Rephrase Problem: Let's first rephrase the problem into a single ＂How can the repeating decimal $0.989898\ldots$ be expressed as a fraction?＂
Identify Repeating Pattern: Identify the repeating pattern in the decimal. The pattern is $＂98＂$ which repeats indefinitely.
Assign Variable: Let $x$ be the repeating decimal, so $x = 0.989898\ldots$
Shift Decimal: Multiply $x$ by $100$ to shift the decimal two places to the right, since the repeating pattern has two digits. This gives us $100x = 98.989898\ldots$ .
Subtract Decimals: Subtract the original $x$ from $100x$ to get rid of the repeating decimals.
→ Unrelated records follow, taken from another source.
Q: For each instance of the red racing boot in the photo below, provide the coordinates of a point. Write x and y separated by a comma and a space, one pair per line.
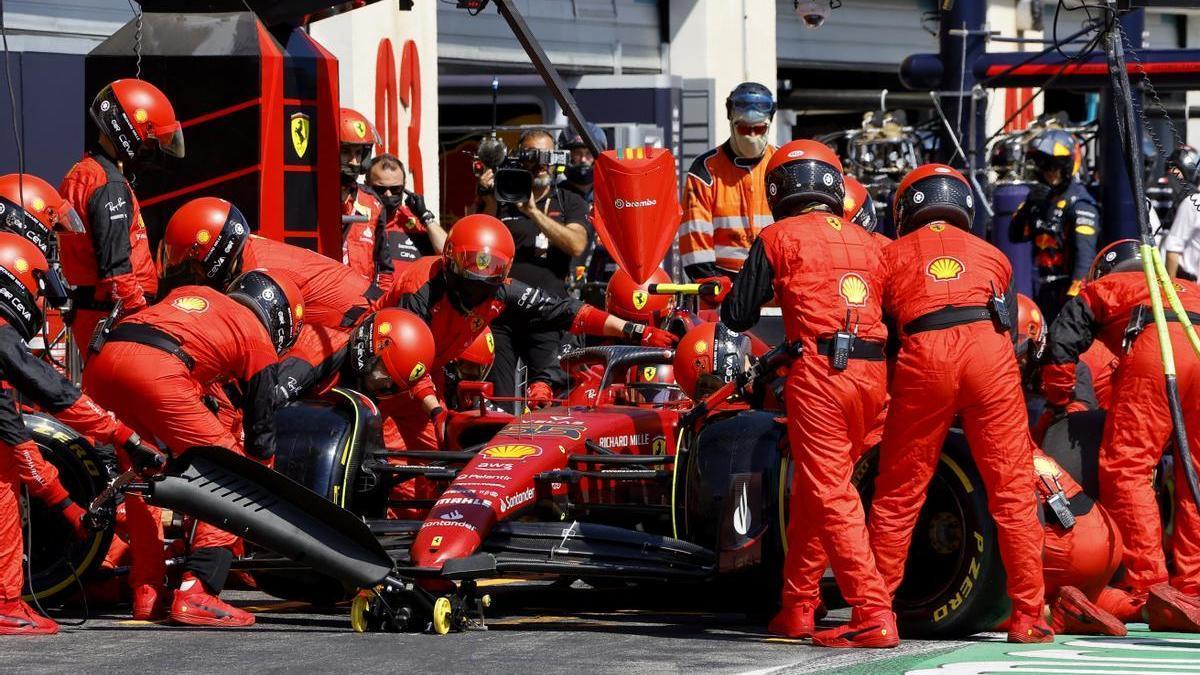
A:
19, 619
150, 602
1029, 628
196, 607
1126, 605
875, 629
1073, 614
797, 621
1170, 609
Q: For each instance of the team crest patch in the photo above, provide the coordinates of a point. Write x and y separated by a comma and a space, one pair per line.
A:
945, 268
510, 452
190, 304
853, 290
299, 126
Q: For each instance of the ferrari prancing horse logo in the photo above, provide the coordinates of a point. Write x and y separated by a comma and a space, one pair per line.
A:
300, 133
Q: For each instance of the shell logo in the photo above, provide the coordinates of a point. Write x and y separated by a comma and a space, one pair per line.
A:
418, 371
511, 452
190, 304
1043, 466
853, 290
945, 268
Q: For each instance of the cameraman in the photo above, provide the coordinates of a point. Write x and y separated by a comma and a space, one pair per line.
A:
549, 228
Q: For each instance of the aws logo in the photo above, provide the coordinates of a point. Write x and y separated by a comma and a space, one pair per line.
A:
511, 452
945, 268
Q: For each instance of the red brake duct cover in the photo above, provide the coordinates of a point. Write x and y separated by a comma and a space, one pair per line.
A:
636, 210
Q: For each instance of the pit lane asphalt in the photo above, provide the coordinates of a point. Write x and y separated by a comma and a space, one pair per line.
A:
533, 628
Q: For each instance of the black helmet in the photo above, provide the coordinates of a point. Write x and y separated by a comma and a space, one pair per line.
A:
1055, 148
1186, 160
804, 172
275, 300
933, 192
750, 102
1123, 255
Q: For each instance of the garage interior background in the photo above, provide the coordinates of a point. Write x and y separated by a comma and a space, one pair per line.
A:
649, 71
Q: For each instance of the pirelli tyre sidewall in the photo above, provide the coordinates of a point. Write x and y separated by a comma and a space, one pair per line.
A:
58, 561
954, 583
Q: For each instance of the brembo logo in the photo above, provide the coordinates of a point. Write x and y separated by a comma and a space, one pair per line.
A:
634, 204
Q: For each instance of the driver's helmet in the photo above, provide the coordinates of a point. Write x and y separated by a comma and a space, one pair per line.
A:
708, 357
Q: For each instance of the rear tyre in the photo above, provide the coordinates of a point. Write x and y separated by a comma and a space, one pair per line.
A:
58, 561
954, 581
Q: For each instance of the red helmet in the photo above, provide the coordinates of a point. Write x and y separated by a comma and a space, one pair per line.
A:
1031, 327
707, 357
1123, 255
391, 348
634, 302
24, 275
475, 362
933, 192
203, 242
804, 172
478, 256
136, 115
33, 208
857, 205
276, 302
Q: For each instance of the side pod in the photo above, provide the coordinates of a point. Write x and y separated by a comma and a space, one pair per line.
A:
246, 499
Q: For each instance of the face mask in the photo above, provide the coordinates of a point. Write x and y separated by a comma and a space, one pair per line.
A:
747, 145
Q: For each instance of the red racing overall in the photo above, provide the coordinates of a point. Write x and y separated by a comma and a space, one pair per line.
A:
820, 267
157, 389
112, 260
1138, 425
21, 461
960, 369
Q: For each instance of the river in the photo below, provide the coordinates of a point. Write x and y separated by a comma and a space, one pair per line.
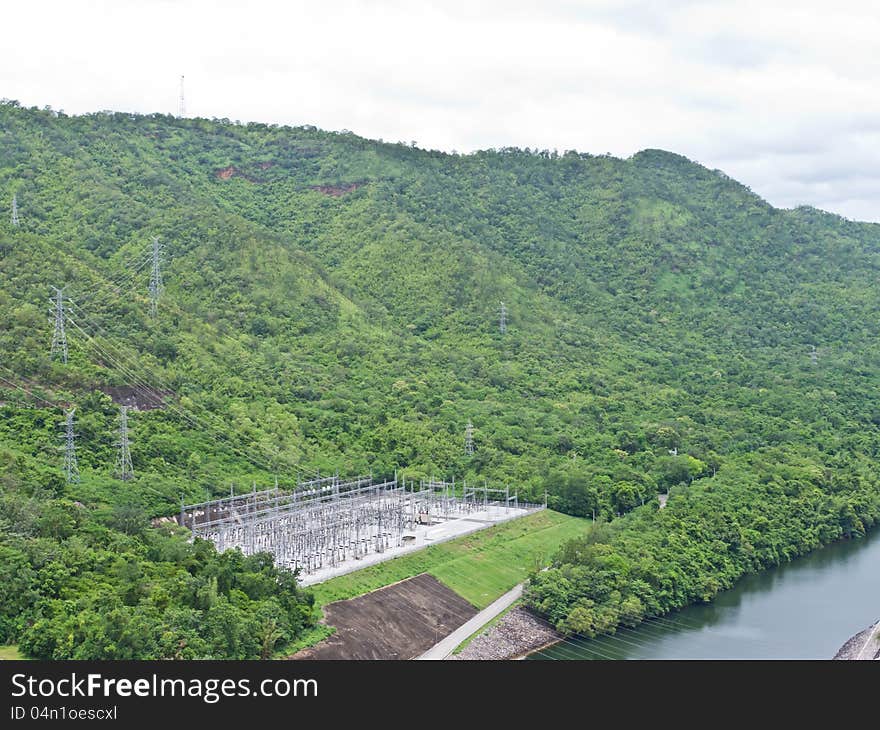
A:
803, 610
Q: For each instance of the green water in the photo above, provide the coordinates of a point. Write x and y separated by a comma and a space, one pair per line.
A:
804, 610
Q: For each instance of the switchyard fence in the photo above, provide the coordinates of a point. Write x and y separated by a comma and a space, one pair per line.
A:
325, 522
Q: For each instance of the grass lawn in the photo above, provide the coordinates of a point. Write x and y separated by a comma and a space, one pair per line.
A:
10, 652
479, 567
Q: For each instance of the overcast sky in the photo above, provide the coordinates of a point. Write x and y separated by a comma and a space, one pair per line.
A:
781, 95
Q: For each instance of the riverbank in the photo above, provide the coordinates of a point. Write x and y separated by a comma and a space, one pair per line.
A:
517, 633
862, 646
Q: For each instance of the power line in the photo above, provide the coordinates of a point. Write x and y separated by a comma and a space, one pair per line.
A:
71, 470
119, 361
124, 470
181, 102
59, 337
156, 285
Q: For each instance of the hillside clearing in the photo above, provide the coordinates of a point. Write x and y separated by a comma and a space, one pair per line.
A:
478, 567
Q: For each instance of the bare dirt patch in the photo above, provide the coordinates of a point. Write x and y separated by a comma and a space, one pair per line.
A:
400, 621
337, 190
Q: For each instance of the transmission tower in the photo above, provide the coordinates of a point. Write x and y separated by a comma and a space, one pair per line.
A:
156, 285
124, 470
59, 337
71, 470
181, 103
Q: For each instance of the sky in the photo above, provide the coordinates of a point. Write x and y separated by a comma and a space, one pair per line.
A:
780, 95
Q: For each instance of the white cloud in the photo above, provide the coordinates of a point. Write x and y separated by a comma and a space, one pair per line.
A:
780, 95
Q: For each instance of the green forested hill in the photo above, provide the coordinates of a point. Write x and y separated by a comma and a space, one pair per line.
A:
332, 303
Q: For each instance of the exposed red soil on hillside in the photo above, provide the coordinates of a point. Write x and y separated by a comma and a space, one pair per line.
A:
337, 190
400, 621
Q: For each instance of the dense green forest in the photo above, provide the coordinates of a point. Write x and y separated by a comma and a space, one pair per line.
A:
332, 303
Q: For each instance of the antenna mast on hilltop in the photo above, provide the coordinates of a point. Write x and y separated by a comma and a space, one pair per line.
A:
156, 285
71, 470
181, 104
59, 336
124, 469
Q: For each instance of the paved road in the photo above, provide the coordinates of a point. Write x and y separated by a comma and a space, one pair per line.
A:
869, 648
445, 647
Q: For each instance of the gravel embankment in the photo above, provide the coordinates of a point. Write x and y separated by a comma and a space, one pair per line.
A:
851, 649
517, 633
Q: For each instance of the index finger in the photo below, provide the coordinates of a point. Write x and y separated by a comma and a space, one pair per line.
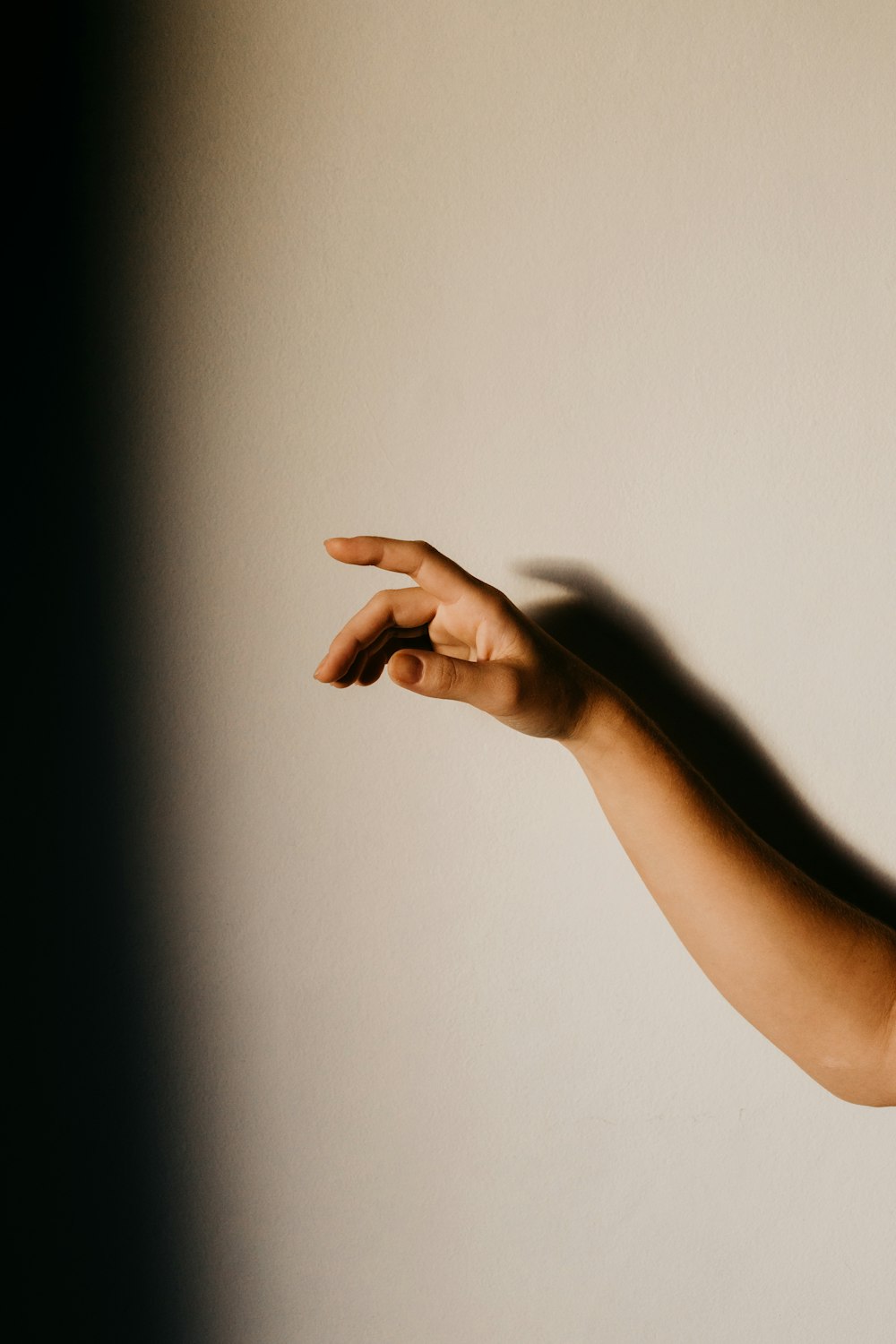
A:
421, 561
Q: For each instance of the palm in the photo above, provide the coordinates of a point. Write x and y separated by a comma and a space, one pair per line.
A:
530, 683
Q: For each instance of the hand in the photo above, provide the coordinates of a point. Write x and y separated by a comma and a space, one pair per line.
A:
468, 640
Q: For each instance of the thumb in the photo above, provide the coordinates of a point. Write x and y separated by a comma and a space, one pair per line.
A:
487, 685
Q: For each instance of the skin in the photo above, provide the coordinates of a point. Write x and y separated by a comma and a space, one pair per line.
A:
810, 972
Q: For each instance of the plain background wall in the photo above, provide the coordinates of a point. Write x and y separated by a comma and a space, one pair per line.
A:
599, 284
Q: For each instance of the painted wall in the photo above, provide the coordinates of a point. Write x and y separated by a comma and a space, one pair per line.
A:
548, 284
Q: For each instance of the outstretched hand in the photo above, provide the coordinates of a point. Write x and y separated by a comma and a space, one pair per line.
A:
452, 637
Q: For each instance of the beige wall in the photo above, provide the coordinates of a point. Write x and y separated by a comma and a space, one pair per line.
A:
600, 282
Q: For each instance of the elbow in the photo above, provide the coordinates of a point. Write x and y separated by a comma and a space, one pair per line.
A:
869, 1081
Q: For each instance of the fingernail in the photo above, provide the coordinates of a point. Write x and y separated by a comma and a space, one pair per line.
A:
410, 668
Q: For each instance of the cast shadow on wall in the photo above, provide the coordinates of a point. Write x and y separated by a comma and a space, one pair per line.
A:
608, 634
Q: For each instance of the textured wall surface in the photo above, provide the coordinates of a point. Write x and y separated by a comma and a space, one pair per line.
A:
608, 285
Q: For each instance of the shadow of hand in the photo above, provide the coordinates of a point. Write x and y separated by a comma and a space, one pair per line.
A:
607, 633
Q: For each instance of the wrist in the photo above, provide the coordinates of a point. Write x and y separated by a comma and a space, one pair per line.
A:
599, 720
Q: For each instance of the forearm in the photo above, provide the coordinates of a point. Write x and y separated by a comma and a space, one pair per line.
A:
815, 976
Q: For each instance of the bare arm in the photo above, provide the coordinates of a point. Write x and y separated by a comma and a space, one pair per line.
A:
812, 973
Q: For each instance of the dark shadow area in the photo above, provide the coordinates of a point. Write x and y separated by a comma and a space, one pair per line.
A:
608, 634
104, 1219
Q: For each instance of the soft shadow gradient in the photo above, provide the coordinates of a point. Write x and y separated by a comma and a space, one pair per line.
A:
611, 636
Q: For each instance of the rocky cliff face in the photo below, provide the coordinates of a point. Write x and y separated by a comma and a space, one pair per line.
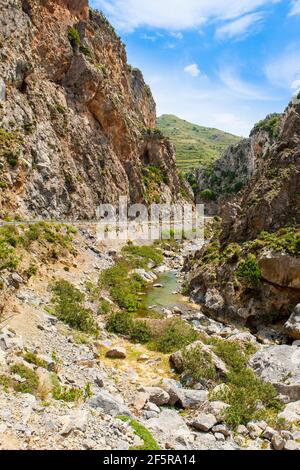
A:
249, 271
77, 123
239, 163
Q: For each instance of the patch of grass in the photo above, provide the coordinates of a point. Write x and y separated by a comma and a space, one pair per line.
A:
30, 385
67, 394
144, 255
124, 287
34, 359
69, 308
143, 433
249, 272
208, 195
123, 324
74, 37
248, 396
175, 336
104, 307
198, 364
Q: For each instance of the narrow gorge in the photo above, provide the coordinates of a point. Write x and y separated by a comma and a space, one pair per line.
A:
176, 344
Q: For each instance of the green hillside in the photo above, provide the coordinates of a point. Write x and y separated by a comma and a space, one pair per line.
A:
195, 145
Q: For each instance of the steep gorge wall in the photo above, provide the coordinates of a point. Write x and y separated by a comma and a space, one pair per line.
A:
77, 123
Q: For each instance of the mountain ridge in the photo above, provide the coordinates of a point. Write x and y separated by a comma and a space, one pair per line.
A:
195, 145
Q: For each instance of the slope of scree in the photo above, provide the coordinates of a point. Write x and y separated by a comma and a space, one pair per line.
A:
77, 123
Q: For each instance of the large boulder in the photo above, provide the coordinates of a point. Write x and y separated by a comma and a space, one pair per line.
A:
109, 404
291, 413
206, 353
280, 269
279, 365
157, 395
292, 326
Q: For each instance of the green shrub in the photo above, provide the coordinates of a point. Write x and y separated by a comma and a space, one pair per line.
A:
198, 364
120, 323
140, 332
245, 392
31, 379
208, 195
142, 255
34, 359
249, 272
143, 433
104, 307
176, 335
74, 37
69, 309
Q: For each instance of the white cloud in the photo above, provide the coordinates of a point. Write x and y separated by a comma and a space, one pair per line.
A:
175, 14
193, 70
239, 87
231, 121
295, 9
284, 70
241, 27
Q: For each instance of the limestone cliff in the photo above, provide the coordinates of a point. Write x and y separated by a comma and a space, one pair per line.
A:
77, 123
249, 271
239, 163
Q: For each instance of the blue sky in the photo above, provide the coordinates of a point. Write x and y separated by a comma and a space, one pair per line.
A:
218, 63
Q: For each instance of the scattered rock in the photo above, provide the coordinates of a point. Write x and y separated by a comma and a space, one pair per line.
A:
291, 413
76, 420
116, 353
279, 365
204, 422
157, 395
277, 442
109, 404
292, 326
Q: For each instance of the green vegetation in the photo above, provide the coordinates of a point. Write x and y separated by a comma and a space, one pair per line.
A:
249, 272
208, 195
104, 307
140, 430
125, 285
198, 364
195, 145
32, 358
249, 397
68, 307
74, 37
144, 255
123, 323
31, 382
68, 394
176, 335
153, 177
270, 124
This gives us $100x - x = 98.989898... - 0.989898....$
Perform Subtraction: Perform the subtraction: $100x - x = 99x$ and $98.989898\ldots - 0.989898\ldots = 98$ . This results in the equation $99x = 98$ .
Divide by $99$ : Divide both sides of the equation by $99$ to solve for $x$ . This gives us $x = \frac{98}{99}$ .
Check Result: Check the result by converting the fraction back to a decimal to ensure it matches the original repeating decimal. $98$ divided by $99$ gives $0.989898\ldots$ , which is the original decimal.